7 de Diciembre.- Si hay algo que es común a todos los inmigrantes es que, para los habitantes del país de acogida, somos nuestro país.
Así, si un austriaco que solo me conoce a mí piensa en España, es probable que le vengan a la cabeza los toros, el flamenco, la princesa Letizia con su delgadez sospechosa y, por último, tiña todos estos elementos inconexos con la impresión que yo le produje cuando estuvimos hablando un día, en un mercado de navidad, mientras nos emborrachábamos con ahínco a base de ponche y vino caliente.
Por eso, dadas las noticias de estos días, era casi inevitable que, cada vez que llegaba a un sitio (la oficina, por ejemplo) la gente me pidiera explicaciones como si yo fuese el portavoz del Gobierno en esta crisis aérea que, para los que no la hemos sufrido, resulta tan abracadabrante.
El diálogo siempre era el mismo. Con un poquito de choteo (tan austriaco), mientras uno se estaba quitando el abrigo, le preguntaban:
-¿Y qué ha pasado en Barajas?
Y yo contestaba, también con choteo:
–Estos españoles que son unos levantiscos. Pero ha llegado el ejército y se ha acabado el tema –y añadía, con mi mejor tono irónico: es el único lenguaje que entienden.
La gente se reía y yo me podía sentar tranquilo a trabajar.
Quisiera seguir, tras este largo preámbulo, diciendo que, en mi opinión, es muy posible que los controladores tengan razón en sus reivindicaciones. Sin embargo…Esta huelga me ha recordado mucho a una que se produjo a principios de los ochenta en otro grupo de profesionales también altamente cualificados y muy, muy bien pagados: los actores de doblaje. En aquel momento, la industria audiovisual sufría un cambio tecnológico comparable a la convulsión que ha traido a la navegación aérea la consolidación de las compañías de bajo coste.
El video (Beta contra VHS) hacía que, el hasta encontes controladísimo mercado cinematográfico, demandase más y más producto. Y el público español, a su vez, demandaba (entonces y, ay, ahora) películas dobladas a un idioma inteligible. Se planteó un problema acuciante de falta de actores de doblaje.
Los que existían hasta entonces se frotaban las manos, claro. Si había menos dobladores, o sea, poca oferta, y demanda a cascoporro, los sueldos subirían (subieron) como la espuma (¿A que es una situación que suena familiar?).

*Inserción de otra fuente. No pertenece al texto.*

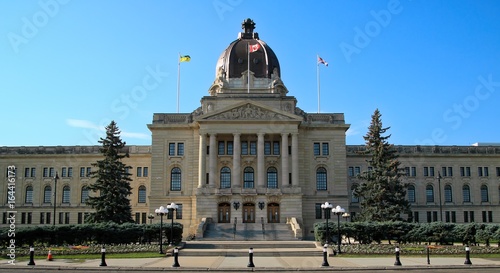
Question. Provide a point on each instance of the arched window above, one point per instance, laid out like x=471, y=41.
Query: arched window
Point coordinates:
x=429, y=194
x=47, y=194
x=29, y=195
x=411, y=194
x=484, y=193
x=321, y=179
x=354, y=198
x=272, y=178
x=248, y=178
x=225, y=178
x=448, y=196
x=175, y=179
x=142, y=194
x=84, y=195
x=66, y=194
x=466, y=193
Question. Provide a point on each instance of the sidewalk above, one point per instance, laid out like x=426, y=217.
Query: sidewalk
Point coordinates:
x=224, y=263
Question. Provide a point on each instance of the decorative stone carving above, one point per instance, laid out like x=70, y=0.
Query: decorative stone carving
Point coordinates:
x=249, y=112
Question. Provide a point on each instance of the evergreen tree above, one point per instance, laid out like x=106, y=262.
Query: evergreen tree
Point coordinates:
x=112, y=185
x=382, y=193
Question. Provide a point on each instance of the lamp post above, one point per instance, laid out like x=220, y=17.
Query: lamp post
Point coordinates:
x=338, y=210
x=161, y=211
x=171, y=208
x=55, y=197
x=440, y=203
x=327, y=208
x=151, y=217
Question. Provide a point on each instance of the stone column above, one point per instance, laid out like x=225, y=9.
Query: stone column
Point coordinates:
x=212, y=164
x=202, y=160
x=236, y=171
x=261, y=173
x=295, y=159
x=284, y=160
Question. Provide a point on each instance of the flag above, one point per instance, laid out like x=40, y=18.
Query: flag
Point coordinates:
x=185, y=58
x=321, y=61
x=253, y=48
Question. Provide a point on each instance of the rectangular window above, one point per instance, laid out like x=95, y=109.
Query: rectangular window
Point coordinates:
x=350, y=171
x=325, y=149
x=317, y=209
x=276, y=148
x=253, y=147
x=171, y=149
x=316, y=149
x=180, y=149
x=222, y=148
x=267, y=147
x=178, y=212
x=244, y=148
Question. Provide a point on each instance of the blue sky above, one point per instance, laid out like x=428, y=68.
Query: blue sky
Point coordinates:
x=67, y=68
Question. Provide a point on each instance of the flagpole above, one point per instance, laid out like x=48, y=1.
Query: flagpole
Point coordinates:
x=248, y=68
x=178, y=79
x=317, y=74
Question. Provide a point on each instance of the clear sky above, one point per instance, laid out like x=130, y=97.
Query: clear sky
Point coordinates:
x=67, y=68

En el momento en que estoy hablando, cuatro clanes mal contados, procedentes de los antiguos cuadros de actores de Radio Nacional y de la SER, se repartían el mercado. Nombres que hoy son leyenda, como Matilde Conesa (que mis lectores conocerán por haber sido la voz de Angela Channing en Falcon Crest o, mejor aún ¡La Bruja Avería en La Bola de Cristal!) acaparaban los trabajos. Los doblajes de entonces eran de enorme calidad pero también demasiado lentos y carísimos, en gran parte por los sueldazos que cobraban los actores de doblaje. El mercado tuvo que abrirse por fuerza y los dobladores, viendo peligrar sus coches caros, sus pisos en el centro y su sobrio mobiliario castellano (no olvidar la imprescindible lámpara con pantalla de pergamino) convocaron huelgas delante de los estudios Cinearte de Madrid –meca del doblaje celtíbero: salen en Mujeres al Borde de un Ataque de Nervios y en Los Abrazos Rotos, por cierto- y plantearon una serie de reivindicaciones que tenían el mismo porvenir que aquellas de los jóvenes que exigían alcohol barato y meaderos gratis cuando se promulgaron las leyes antibotellón.

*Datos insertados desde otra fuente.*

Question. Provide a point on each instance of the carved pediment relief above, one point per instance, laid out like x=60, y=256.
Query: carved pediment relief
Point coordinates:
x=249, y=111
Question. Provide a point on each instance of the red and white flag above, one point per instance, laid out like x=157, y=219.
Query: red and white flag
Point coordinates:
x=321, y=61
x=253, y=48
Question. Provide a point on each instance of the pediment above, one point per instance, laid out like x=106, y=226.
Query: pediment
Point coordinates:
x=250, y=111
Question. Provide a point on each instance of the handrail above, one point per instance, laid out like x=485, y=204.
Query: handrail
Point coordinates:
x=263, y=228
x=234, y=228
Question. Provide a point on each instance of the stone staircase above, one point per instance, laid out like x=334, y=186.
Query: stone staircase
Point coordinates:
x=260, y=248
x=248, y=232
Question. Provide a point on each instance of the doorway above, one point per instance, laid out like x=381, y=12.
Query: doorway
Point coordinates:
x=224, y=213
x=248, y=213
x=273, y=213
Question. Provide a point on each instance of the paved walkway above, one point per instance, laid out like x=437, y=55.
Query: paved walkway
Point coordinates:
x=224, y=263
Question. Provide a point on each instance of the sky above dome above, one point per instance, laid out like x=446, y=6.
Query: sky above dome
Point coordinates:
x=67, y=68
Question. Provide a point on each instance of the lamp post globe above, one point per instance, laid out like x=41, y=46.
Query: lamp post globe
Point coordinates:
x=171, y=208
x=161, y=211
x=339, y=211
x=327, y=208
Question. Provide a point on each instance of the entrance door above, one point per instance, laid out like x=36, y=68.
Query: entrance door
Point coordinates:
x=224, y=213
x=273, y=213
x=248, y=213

Los pobres actores de doblaje auguraban un negro destino al audiovisual patrio, denunciaban que los doblajes perderían calidad (como de hecho así ha sido) pero no se daban cuenta de que a la gente común, que consumía su producto, que los personajes de sus series dijeran “ejque” de vez en cuando les chupaba un pie. Hoy, los doblajes españoles son incurablemente infames pero da igual. No se ha hundido el mundo, el mercado cinematográfico sigue funcionando y la gente sigue viendo Física o Química y escuchando los berridos de Belén Esteban.
Los controladores tendrán que resignarse a que se privatice su oficicio (una cosa que ellos ven, lógicamente, como el fin de la privilegiada situación bancaria y laboral de la que gozan), llegarán tiempos nuevos y profesionales que traerán aire fresco a un trabajo que los controladores actuales venden como un misterio sagrado, como el de Mitra en la antigüedad. Los viejos tendrán que mentalizarse de que nadie es insustituible. Vamos, es que los cementerios están llenos de gente que se creía que lo era.